俺が混乱していると、師匠はさらに言った。
「あとわし、今実は超忙しくての。今すぐにでも戻らんと」
「も、戻らんと……?」
「最悪国が一つ減る」
「師匠!?!?」
師匠が俺の肩に手を置く。小さいけど、とてつもない力を秘めた手。俺は振り払わなかった。
「迷うな。社会性など捨てろ。ただ魔術の最奥を目指せば良いのじゃ」
「師匠、弟子にそれはないわぁ」
支部長がドン引きしているのが聞こえた。俺の中での姉弟子の評価が若干上がる。
「……でも師匠も、国の存亡に関わってるじゃないですか」
「む?」
「師匠も社会性、実はあるんですね」
俺の言葉に何を思ったのか、師匠はフッと笑う。
「……じゃからわしも、まだ求道者よ」
それから少しだけ考える。魔術を俺の思うままに操れるこの女の身体と、以前までの男の身体。比べてみる。

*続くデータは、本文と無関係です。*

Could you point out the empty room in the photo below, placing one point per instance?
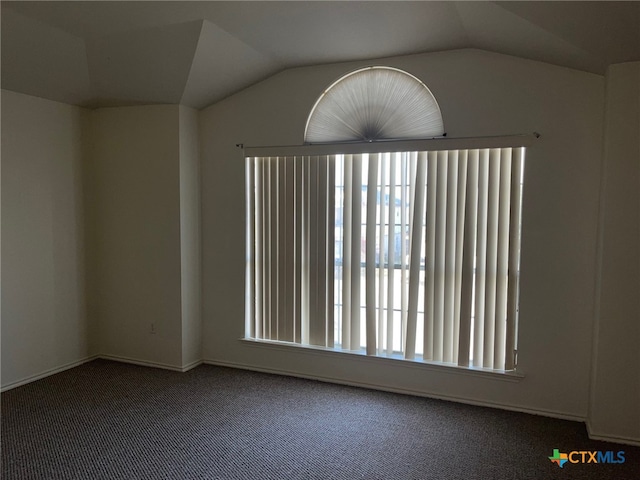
(320, 240)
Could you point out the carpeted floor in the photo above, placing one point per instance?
(107, 420)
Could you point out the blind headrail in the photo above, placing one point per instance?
(429, 145)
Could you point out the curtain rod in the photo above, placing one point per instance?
(440, 143)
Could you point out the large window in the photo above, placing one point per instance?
(407, 249)
(411, 253)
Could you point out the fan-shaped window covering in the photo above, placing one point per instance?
(374, 103)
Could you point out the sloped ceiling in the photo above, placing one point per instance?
(122, 53)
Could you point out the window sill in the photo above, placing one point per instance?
(510, 376)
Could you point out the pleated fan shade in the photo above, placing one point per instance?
(374, 103)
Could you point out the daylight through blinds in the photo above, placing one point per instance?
(409, 253)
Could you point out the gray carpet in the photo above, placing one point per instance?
(107, 420)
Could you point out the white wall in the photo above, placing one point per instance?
(615, 407)
(480, 93)
(44, 326)
(133, 233)
(190, 237)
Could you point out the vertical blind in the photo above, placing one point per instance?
(405, 253)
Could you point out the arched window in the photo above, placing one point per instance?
(376, 238)
(374, 103)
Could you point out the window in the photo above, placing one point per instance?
(401, 249)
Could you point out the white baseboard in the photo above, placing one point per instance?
(405, 391)
(610, 438)
(114, 358)
(145, 363)
(47, 373)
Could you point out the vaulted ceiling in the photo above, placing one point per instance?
(92, 54)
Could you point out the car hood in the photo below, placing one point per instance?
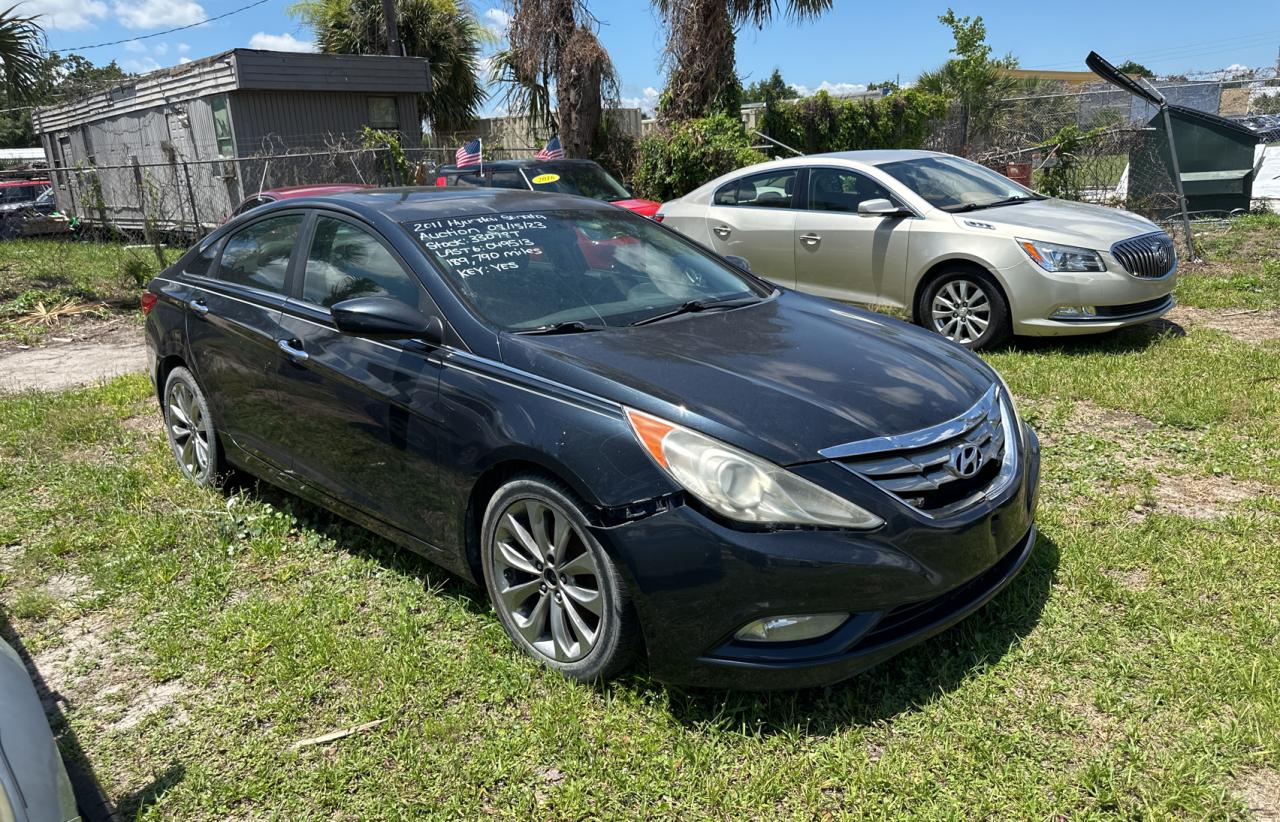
(782, 378)
(644, 208)
(1059, 220)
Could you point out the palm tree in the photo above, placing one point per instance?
(700, 49)
(21, 56)
(446, 32)
(552, 44)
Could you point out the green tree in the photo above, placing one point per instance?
(552, 45)
(446, 32)
(699, 53)
(769, 88)
(1136, 69)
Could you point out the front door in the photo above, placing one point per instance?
(842, 255)
(232, 327)
(753, 218)
(362, 429)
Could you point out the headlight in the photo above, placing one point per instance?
(739, 485)
(1055, 257)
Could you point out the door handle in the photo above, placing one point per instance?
(293, 350)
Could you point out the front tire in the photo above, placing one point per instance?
(556, 590)
(190, 428)
(967, 307)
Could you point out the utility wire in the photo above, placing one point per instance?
(168, 31)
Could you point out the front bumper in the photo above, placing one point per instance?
(1034, 296)
(695, 581)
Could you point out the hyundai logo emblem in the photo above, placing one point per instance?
(965, 460)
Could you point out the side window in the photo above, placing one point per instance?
(259, 256)
(347, 261)
(769, 190)
(200, 261)
(839, 190)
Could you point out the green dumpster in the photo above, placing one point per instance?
(1217, 163)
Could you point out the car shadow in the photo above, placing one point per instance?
(1133, 339)
(899, 685)
(90, 797)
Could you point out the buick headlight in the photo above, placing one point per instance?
(1055, 257)
(739, 485)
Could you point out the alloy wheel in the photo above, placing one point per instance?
(961, 311)
(190, 430)
(547, 581)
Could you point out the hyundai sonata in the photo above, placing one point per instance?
(631, 444)
(969, 252)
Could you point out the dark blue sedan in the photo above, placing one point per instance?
(632, 444)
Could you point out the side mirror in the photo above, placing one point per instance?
(880, 208)
(382, 318)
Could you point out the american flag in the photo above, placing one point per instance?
(467, 154)
(553, 150)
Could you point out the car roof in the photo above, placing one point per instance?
(513, 164)
(430, 202)
(307, 191)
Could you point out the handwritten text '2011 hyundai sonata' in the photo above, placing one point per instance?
(632, 446)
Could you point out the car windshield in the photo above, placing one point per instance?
(585, 179)
(955, 185)
(553, 270)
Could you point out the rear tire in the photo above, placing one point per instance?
(556, 590)
(190, 427)
(968, 307)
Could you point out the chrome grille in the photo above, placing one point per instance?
(1150, 256)
(920, 467)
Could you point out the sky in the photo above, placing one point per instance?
(856, 42)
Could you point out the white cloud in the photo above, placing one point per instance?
(835, 90)
(156, 13)
(498, 17)
(279, 42)
(65, 14)
(647, 103)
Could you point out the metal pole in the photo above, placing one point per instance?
(1178, 181)
(393, 44)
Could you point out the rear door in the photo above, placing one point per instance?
(842, 255)
(233, 324)
(362, 429)
(753, 218)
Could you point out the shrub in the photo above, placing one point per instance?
(824, 123)
(681, 156)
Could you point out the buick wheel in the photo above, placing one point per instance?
(190, 427)
(965, 307)
(557, 593)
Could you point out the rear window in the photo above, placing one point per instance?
(600, 268)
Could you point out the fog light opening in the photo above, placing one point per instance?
(791, 628)
(1074, 313)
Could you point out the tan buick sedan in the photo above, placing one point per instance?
(973, 255)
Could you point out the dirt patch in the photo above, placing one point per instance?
(1246, 325)
(1260, 790)
(88, 354)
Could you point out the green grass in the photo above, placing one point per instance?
(104, 277)
(1130, 671)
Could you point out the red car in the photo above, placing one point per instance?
(272, 195)
(567, 177)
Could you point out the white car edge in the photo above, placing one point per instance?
(969, 270)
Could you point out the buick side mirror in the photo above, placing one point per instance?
(880, 208)
(382, 318)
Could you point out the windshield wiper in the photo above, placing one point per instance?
(974, 206)
(574, 327)
(694, 306)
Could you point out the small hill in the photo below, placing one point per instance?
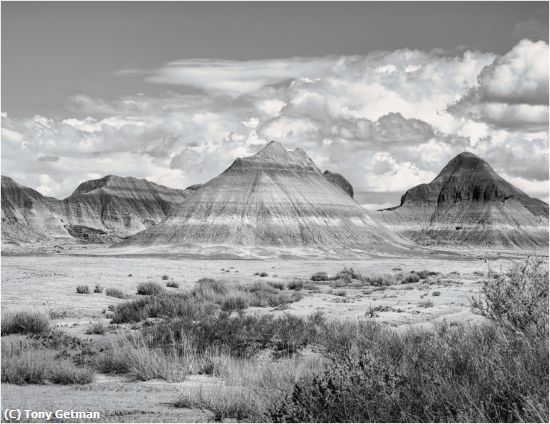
(102, 210)
(274, 198)
(468, 203)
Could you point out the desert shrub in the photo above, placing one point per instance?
(83, 289)
(142, 359)
(24, 322)
(347, 275)
(162, 306)
(28, 363)
(451, 374)
(320, 276)
(425, 303)
(66, 372)
(241, 335)
(517, 298)
(411, 277)
(115, 293)
(235, 302)
(295, 285)
(379, 280)
(96, 328)
(149, 288)
(277, 285)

そりゃ背は男のほうがデカい。カイに見下ろされることもなかった。歩幅を合わせられることもなかった。けど、そうだ。
——そもそも、カイは女関係さえなければもっと強いメンバーと組めるポテンシャルがあるんだから
……俺はずっとカイに置いていかれることが怖かったんだ。俺なんか置いて、あいつが強くなるのが怖かった。
けど、今なら。今の俺なら、絶対にカイに置いていかれない。
「師匠」
「うん?」
「俺、……このままでいる。『戻れない』からじゃなくて、俺の意思で選ぶ。魔術を」
師匠はこれまで見たことがないくらいうれしそうに笑った。
……ほんとに、これで良かったのかな。ちょっとだけそう思う自分自身に、そっと蓋をした。